How (AI) Data Ethics Shape Your Creative Workflow?

  • September 29, 2025
  • 40 replies
  • 4257 views

One thing that really stands out to me with Adobe’s Firefly-powered features, especially the new Harmonize feature in Photoshop, is that it’s trained only on licensed or public-domain data, never on our personal projects.  This means the native Adobe AI model in Photoshop (Firefly) is designed to work for you, not from you. In other words, it helps you create without using your personal projects as training data. 

By contrast, other AI models may use different methods and don’t always provide the same clarity, leaving the consent process less transparent.

 

So here are my questions for the community:

  • Do you think an ethical approach to training data changes how much you trust AI tools?

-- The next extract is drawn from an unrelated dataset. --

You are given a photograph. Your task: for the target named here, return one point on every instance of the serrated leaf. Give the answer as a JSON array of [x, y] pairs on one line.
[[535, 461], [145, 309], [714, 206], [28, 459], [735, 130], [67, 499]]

  • Would transparency about not using your work without consent make you more likely to try features like Harmonize?

  • More broadly, how does the way AI models are trained affect your creativity and your willingness to see them as partners in your process?

I’d love to hear how this transparency shapes your willingness to bring AI into your creative workflow, whether you’re using Adobe’s tools or not.

40 replies

jasperheuins
Participant
June 16, 2026

I think transparency around training data plays a major role in building trust. As a creator, I'm much more comfortable using AI tools when I know my work isn't being used for model training without my knowledge or consent.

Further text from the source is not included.